Sex & Relationships

Laurence Olivier’s smutty love letters to Vivien Leigh unveiled

Victoria & Albert Museum to display love letters from one of history's greatest love affairs
Laurence Olivier and Vivien Leigh

Making snap chat look a tawdry disappointment in all things seduction, the discovery of a cache of actor Laurence Olivier’s steamy love letters to Vivien Leigh puts the mis-spelled, emoji-laden ‘sexts’ of our generation to shame.

Olivier wrote more than 200 letters to Gone With The Wind and Streetcar Named Desire star Vivien Leigh. The letters are currently held in London’s Victoria & Albert museum, and now made available to the public for the first time. The relationship between Vivien Leigh and Laurence Olivier was one of history’s greatest – and most torrid – love affairs.

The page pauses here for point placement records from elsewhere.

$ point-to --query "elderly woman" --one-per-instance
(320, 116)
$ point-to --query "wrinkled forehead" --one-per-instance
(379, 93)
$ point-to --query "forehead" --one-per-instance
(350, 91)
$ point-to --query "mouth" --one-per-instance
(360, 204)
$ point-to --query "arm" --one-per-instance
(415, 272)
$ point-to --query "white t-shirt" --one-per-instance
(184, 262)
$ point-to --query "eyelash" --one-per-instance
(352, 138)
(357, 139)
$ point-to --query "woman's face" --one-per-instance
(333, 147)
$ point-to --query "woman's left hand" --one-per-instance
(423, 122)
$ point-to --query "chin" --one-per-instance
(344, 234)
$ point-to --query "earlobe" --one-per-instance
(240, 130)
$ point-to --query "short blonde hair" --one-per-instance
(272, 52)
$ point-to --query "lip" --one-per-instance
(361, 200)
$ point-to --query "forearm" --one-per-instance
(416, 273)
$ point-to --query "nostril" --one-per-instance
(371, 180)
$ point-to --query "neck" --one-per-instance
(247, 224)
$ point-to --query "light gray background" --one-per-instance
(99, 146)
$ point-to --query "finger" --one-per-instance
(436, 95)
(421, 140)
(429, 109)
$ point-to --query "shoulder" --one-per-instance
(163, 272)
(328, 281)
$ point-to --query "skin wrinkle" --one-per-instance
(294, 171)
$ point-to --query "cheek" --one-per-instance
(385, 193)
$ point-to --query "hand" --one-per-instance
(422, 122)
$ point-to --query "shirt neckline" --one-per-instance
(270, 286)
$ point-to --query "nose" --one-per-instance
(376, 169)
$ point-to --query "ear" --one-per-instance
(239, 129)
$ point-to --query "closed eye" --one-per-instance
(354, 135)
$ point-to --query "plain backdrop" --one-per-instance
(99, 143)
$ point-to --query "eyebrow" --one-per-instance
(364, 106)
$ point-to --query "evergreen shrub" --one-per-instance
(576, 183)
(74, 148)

They met in 1936 when they were both married to other people so had to carry on in secret (this is where the juiciest letters come from). They later married in 1940, and divorced in 1960.

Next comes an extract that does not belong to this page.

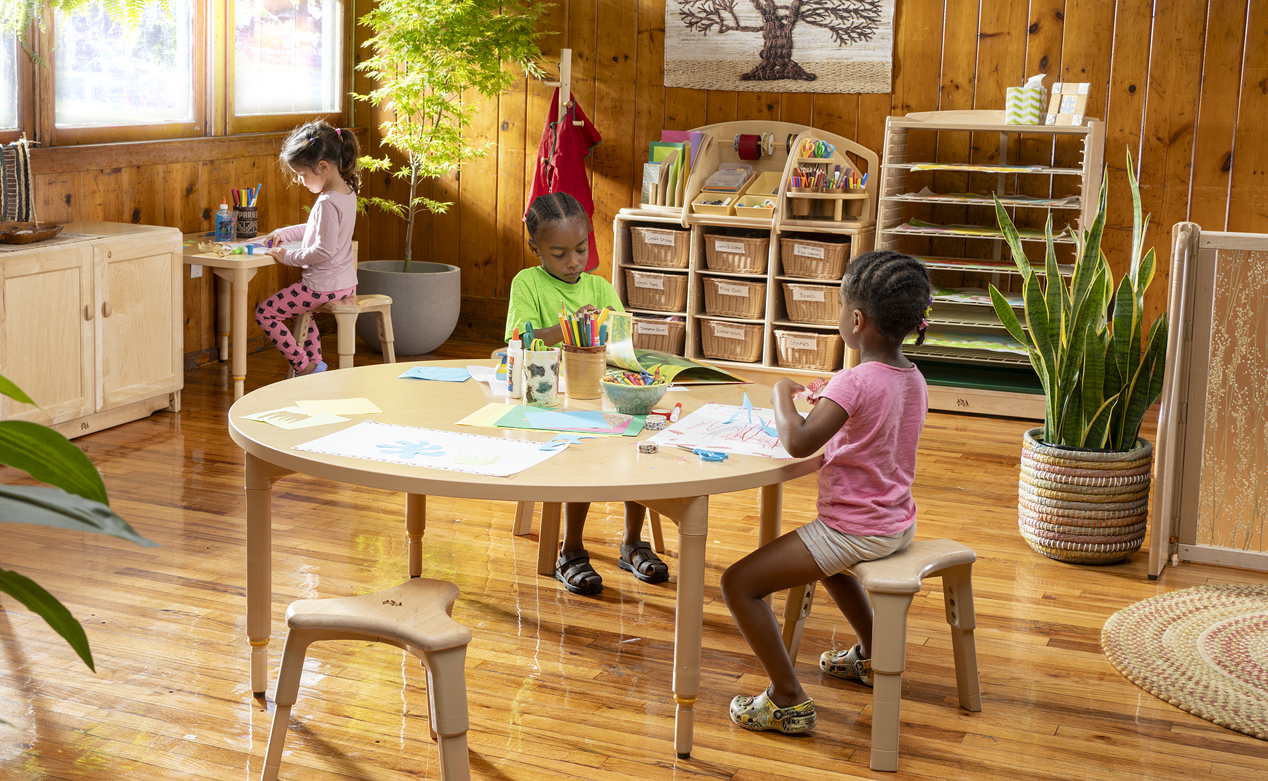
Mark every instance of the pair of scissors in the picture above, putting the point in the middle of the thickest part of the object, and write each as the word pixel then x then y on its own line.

While Olivier was not as delightfully dirty as author Henry James, whose letters to his wife would make your hair curl, he was still rather graphic.

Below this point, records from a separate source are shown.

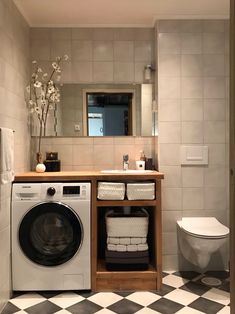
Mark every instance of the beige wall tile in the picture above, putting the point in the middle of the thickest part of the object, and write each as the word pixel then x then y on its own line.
pixel 191 65
pixel 213 43
pixel 192 109
pixel 168 43
pixel 143 51
pixel 169 65
pixel 103 50
pixel 193 198
pixel 192 132
pixel 123 71
pixel 192 87
pixel 123 50
pixel 82 71
pixel 172 198
pixel 191 43
pixel 214 132
pixel 169 88
pixel 214 109
pixel 172 176
pixel 83 155
pixel 102 71
pixel 82 50
pixel 169 132
pixel 169 110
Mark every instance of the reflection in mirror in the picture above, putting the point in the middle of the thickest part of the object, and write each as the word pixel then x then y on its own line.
pixel 109 113
pixel 102 110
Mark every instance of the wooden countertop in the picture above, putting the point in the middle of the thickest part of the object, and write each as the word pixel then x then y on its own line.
pixel 81 176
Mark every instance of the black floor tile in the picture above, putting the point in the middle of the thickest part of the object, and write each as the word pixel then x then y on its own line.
pixel 195 287
pixel 84 307
pixel 207 306
pixel 164 290
pixel 45 307
pixel 10 309
pixel 225 286
pixel 165 306
pixel 217 274
pixel 49 294
pixel 85 293
pixel 125 307
pixel 187 274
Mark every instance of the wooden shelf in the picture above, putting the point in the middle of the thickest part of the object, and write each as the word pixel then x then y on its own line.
pixel 102 203
pixel 105 280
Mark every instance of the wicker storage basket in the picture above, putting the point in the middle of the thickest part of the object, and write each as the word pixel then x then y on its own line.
pixel 141 191
pixel 111 191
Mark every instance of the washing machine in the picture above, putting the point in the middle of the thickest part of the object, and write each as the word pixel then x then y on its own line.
pixel 51 236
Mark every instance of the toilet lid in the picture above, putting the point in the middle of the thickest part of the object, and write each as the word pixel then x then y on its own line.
pixel 204 226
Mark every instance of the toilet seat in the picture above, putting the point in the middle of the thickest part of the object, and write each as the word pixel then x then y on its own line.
pixel 204 227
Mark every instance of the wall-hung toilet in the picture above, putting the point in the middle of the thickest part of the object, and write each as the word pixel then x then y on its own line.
pixel 199 237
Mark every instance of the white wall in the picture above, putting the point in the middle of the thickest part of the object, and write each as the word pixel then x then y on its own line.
pixel 193 96
pixel 14 70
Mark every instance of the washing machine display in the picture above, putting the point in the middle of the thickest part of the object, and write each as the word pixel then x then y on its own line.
pixel 51 240
pixel 50 234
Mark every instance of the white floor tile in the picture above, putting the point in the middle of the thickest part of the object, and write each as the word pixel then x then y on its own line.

Such as in this undated letter from 1938-1939:

“I woke up absolutely raging with desire for you my love… Oh dear God how I did want you. Perhaps you were stroking your darling self.”

And this one from 1939: “I am sitting naked with just my parts wrapped in your panties. My longing for you is so intense.”

Olivier was also quite the romantic, with a fondness for pet names. In another undated letter he wrote:

“I do really love and worship you, my jewelkin. You are in my thoughts and weighing so heavily in my heart all the time. I am only existing until I see you again and only just managing to do that.”

One year after divorcing Leigh – after their marriage crumbled under her mental health issues and affairs – Olivier married Joan Plowright, his wife until he died in 1989.

In a letter to Leigh in the 1960s, Olivier apologised for the “beastly” way his former wife found out about his new marriage, in the papers. In his final letter to Leigh, five weeks before her death in 1967, he signed off, “Sincerest love darling, your Larry.”